I used to be 'that guy'
By Senior Master Sgt. Cheryl L. Toner, 52nd Fighter Wing Public
/ Published December 06, 2007
SPANGDAHLEM AIR BASE, Germany --
"You can sit in the backseat if you want to," my boyfriend said to me when I was a one-striper in the late '80s.
We were leaving his house around midnight and he was taking me home in a borrowed car -- a stylin' '70s Datsun something-or-other. He offered the backseat as a joke,
noting that there wasn't a seatbelt for the passenger riding shotgun.
It was a beautiful, clear California night. As we merged onto a nearly deserted highway, the only car on the road slammed into the back of our Datsun. It felt like a brick wall came from behind us and slammed into the economy car. The sound was incredible. The trunk was instantly in the backseat.

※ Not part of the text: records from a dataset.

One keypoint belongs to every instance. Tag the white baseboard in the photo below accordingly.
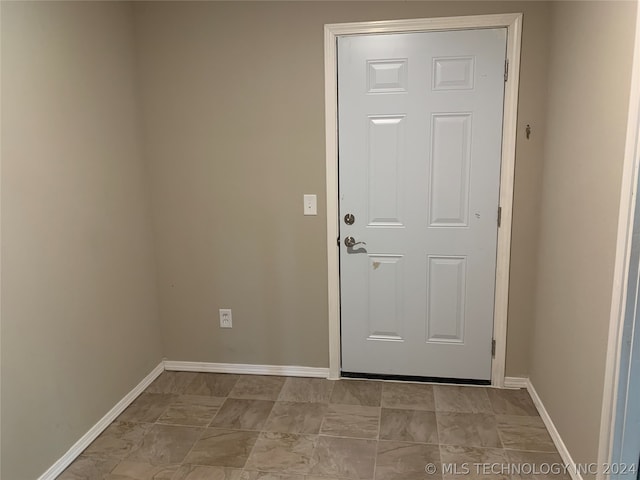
(553, 431)
(516, 382)
(245, 369)
(73, 453)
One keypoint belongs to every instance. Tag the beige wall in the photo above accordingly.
(79, 306)
(233, 109)
(589, 78)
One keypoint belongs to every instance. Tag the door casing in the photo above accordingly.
(513, 23)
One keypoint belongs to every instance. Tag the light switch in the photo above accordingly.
(310, 204)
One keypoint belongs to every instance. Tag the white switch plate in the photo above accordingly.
(225, 318)
(310, 204)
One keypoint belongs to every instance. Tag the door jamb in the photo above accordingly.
(628, 193)
(513, 23)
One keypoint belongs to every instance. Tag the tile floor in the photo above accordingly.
(197, 426)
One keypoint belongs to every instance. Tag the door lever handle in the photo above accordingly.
(351, 242)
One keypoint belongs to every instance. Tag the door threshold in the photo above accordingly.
(412, 378)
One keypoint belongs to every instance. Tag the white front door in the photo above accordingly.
(420, 133)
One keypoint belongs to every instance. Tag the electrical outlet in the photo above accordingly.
(225, 318)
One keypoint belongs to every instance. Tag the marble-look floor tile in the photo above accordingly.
(294, 417)
(407, 461)
(412, 396)
(408, 426)
(165, 445)
(344, 457)
(243, 414)
(191, 410)
(315, 390)
(451, 398)
(212, 384)
(524, 433)
(148, 407)
(537, 466)
(118, 439)
(468, 429)
(222, 448)
(142, 471)
(357, 392)
(351, 421)
(255, 475)
(511, 402)
(481, 463)
(88, 467)
(171, 382)
(282, 453)
(203, 472)
(258, 387)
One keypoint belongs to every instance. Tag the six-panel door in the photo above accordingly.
(420, 130)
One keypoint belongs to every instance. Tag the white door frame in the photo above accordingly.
(513, 23)
(628, 192)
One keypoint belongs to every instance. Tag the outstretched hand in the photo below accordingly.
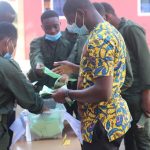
(65, 67)
(59, 95)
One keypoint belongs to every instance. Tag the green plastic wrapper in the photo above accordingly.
(55, 75)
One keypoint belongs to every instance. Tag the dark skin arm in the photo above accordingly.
(65, 67)
(146, 102)
(100, 91)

The driver, my boyfriend Mike, a bodybuilder who won many California competitions, put his seat to the test. As we were slammed forward, then jerked back, Mike's weight caused the seat to break. Like the Tweety Bird cartoons, Mike sat up momentarily, looked at me dazed, and then his eyes rolled back in his head as he fell back into
the backseat. All that was missing was the birds flying in a circle over his head.

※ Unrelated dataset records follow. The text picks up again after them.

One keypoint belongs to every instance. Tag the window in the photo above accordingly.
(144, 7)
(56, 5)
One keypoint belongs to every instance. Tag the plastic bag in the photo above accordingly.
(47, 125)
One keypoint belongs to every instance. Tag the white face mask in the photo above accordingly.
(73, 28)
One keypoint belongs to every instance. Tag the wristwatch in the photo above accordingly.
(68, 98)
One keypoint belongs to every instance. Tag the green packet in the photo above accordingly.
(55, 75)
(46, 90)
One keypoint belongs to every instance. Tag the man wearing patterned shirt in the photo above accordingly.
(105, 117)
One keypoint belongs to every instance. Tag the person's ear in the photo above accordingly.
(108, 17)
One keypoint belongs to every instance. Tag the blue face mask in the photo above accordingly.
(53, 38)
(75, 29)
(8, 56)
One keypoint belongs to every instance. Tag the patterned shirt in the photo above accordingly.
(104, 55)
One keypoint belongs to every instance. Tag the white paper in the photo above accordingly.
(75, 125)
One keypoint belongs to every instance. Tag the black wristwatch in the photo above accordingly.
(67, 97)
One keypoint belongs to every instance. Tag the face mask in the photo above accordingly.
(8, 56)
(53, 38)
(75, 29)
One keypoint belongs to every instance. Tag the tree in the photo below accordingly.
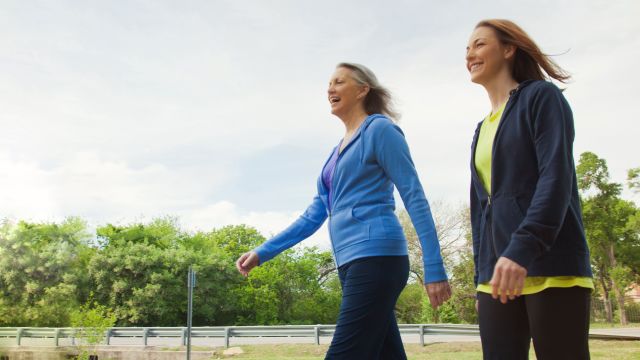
(454, 232)
(633, 179)
(42, 275)
(608, 225)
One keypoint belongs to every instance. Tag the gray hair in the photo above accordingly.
(378, 100)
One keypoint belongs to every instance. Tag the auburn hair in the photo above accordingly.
(529, 62)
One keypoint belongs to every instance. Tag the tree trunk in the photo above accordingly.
(616, 291)
(608, 311)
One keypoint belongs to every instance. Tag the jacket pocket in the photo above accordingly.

So, since Mike was driving, this became a little tricky as I had to immediately take the wheel, try to straddle the stick shift to hit the brake and get Mike's foot off the gas. We were pushed off to the shoulder on the left side of the road and the car that hit us was on the shoulder on the right side of the road. As we came to a stop, the other driver decided to make it a hit-and-run.

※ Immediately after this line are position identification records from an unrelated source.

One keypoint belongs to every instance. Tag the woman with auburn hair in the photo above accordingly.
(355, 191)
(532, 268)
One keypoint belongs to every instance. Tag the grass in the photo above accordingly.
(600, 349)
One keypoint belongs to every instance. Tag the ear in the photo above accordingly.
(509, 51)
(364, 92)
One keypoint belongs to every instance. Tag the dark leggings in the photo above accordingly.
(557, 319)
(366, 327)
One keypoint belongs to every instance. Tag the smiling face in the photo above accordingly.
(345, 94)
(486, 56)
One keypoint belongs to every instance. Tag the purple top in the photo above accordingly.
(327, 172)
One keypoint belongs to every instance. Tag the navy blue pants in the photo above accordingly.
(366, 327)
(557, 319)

In the dark, not really near anything, and in a time before cellular phones, with another person who was knocked out, what do you do? It took about 15 minutes before anyone would stop. Thankfully, it was a man who worked for the Red Cross. As he left to call the
California Highway Patrol, he told me not to let Mike move if he woke up because it looked like his neck was broken.
Incredibly, I, the one not wearing a seatbelt, walked away with whiplash and two "shiners."
Mike didn't have a broken neck; only two cracked vertebrae.
Before that car accident, I was "that guy." If you were driving a car in front of me, you were driving too slowly. It didn't matter if you were doing 20 or 30 mph over the speed limit -- you were in front of me and that's all that mattered. I would ride your bumper like I was trying to count how many freckles you had on the back of your neck as I mentally wished I could use my bumper to nudge you out of the way.
But we all know it isn't wise to tailgate: period. It's even more unwise when the emperatures are hovering around freezing or below. While you may have confidence that you can handle your car if you hit black ice, the guy in front of you -- whose bumper you are riding -- may not be able to handle it.
Also, a lot can be said for defensive driving. Pay attention. Don't answer your phone unless it's hands free. If it looks like someone isn't adjusting his or her speed to merge, adjust your speed. If someone pulls into a traffic circle in front of you, let off the gas -- don't act like you want to T-bone him or her. If you're running late for a meeting and the guy in front of you isn't driving fast enough for you, don't ride his or her bumper. You'll get there eventually.
Whether this car accident was caused by someone who was drunk or inattentive, it made no difference because the result was the same. With winter upon us, don't be
"that guy." Drive wisely and defensively. It will save both you and the other drivers on the road a lot of heartache in the end.
Finally, we all know that no military person would do a dirt-bag move like a hit-and-run, so if you should get in an accident, not only it is a serious offense to leave the scene of an accident, you also need to notify the base police within 72 hours of the accident.
Also, if you see an accident, German law stipulates that you cannot "mind your own business" and just keep driving - you need to stop and help.